§ 129 KAGB
Stand: 10.08.2021
zuletzt geändert durch:
Gesetz zur Änderung des Bürgerlichen Gesetzbuchs und des Einführungsgesetzes zum Bürgerlichen Gesetzbuche in Umsetzung der EU-Richtlinie zur besseren Durchsetzung und Modernisierung der Verbraucherschutzvorschriften der Union und zur Aufhebung der Verordnung zur Übertragung der Zuständigkeit für die Durchführung der Verordnung (EG) Nr. 2006/2004 auf das Bundesministerium der Justiz und für Verbraucherschutz, BGBl.
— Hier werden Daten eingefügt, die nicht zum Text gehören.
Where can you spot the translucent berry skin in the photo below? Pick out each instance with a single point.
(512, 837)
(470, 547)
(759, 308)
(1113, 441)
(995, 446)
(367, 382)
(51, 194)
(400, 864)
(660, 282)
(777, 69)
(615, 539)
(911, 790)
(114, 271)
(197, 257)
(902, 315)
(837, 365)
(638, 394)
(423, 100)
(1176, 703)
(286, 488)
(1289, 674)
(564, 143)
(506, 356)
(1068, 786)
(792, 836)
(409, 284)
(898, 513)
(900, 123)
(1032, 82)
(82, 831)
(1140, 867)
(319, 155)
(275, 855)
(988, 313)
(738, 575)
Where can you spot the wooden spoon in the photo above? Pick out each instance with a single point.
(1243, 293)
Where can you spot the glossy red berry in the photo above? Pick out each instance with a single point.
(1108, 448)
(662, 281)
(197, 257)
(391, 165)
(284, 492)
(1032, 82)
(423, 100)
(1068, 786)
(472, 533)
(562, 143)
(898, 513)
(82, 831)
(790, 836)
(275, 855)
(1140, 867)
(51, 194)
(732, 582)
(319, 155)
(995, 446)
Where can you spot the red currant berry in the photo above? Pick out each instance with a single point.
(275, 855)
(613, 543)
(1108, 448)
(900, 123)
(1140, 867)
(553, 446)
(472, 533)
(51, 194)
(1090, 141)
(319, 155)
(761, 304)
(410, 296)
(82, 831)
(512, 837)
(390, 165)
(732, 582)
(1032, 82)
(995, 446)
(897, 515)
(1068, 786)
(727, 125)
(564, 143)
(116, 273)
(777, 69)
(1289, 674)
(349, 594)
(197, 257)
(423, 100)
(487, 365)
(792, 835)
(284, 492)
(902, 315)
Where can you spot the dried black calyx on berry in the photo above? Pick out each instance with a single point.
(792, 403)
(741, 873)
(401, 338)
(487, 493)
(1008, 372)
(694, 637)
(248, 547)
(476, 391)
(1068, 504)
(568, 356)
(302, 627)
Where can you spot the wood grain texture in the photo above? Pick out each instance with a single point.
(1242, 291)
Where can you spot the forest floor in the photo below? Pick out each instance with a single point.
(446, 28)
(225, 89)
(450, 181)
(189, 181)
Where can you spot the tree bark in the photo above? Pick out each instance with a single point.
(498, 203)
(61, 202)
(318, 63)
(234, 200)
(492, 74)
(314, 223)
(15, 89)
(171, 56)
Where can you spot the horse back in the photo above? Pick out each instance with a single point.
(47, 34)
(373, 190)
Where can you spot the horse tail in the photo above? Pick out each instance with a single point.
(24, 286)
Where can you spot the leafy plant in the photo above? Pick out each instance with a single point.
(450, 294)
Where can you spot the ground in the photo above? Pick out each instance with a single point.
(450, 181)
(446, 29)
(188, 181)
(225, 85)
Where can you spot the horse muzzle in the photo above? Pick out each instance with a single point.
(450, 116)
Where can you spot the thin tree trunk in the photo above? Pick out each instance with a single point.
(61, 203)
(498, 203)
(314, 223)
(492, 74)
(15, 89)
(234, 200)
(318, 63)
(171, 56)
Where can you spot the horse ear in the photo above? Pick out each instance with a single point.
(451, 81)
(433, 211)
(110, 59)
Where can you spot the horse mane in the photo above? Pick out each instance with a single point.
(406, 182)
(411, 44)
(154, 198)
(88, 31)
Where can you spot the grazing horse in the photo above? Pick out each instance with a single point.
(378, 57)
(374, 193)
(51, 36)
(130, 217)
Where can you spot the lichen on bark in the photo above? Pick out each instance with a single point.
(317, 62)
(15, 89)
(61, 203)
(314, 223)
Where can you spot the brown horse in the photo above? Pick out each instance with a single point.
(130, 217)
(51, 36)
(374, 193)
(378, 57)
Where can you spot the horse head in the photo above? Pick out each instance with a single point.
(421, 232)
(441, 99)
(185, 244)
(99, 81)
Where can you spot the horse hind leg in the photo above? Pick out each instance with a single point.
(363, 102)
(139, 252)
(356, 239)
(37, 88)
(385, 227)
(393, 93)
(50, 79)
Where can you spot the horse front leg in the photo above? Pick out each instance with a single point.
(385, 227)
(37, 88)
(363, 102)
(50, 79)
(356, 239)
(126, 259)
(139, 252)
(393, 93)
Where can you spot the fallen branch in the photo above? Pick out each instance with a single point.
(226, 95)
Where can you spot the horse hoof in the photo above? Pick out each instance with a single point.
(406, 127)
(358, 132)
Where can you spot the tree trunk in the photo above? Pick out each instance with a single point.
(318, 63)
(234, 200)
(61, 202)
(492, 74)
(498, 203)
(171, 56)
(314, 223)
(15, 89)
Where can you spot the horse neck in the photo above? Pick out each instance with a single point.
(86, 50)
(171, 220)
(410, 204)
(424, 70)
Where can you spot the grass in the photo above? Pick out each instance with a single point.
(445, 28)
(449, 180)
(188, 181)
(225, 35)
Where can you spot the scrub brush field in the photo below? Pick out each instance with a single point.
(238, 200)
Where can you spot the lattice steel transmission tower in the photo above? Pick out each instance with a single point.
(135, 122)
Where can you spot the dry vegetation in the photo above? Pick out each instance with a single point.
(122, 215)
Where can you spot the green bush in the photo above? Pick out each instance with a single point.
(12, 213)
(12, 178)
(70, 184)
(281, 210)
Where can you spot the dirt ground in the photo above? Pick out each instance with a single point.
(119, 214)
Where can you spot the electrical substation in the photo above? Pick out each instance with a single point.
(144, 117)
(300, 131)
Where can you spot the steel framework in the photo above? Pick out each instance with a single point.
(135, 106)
I S. 3483
Kapitel 1 Allgemeine Bestimmungen für Investmentvermögen und Verwaltungsgesellschaften
Abschnitt 4 Offene inländische Investmentvermögen
Unterabschnitt 4 Allgemeine Vorschriften für offene Investmentkommanditgesellschaften

§ 129 KAGB Verwaltung und Anlage

§ 129 Verwaltung und Anlage

KAGB ( Kapitalanlagegesetzbuch )

(1) 1Die offene Investmentkommanditgesellschaft kann eine ihrem Unternehmensgegenstand entsprechende externe Kapitalverwaltungsgesellschaft bestellen. 2Dieser obliegt insbesondere die Anlage und Verwaltung des Kommanditanlagevermögens. 3Die Bestellung der externen AIF-Kapitalverwaltungsgesellschaft ist kein Fall des § 36. 4Die externe AIF-Kapitalverwaltungsgesellschaft ist berechtigt, die Verwaltung der Mittel der offenen Investmentkommanditgesellschaft zu kündigen. 5§ 99 Absatz 1 bis 4 gilt entsprechend. (2) 1§ 100 ist entsprechend anzuwenden mit der Maßgabe, dass das Verwaltungs- und Verfügungsrecht über das Gesellschaftsvermögen nur dann auf die Verwahrstelle zur Abwicklung übergeht, wenn die offene Investmentkommanditgesellschaft sich nicht in eine intern verwaltete offene Investmentkommanditgesellschaft umwandelt oder keine andere externe AIF-Kapitalverwaltungsgesellschaft benennt und dies jeweils der Bundesanstalt angezeigt wurde. 2Im Fall der Bestellung einer anderen externen AIF-Kapitalverwaltungsgesellschaft ist § 100 b Absatz 1 Satz 1 bis 3, Absatz 2 und 3 entsprechend anzuwenden. 3§ 147 des Handelsgesetzbuchs findet keine Anwendung.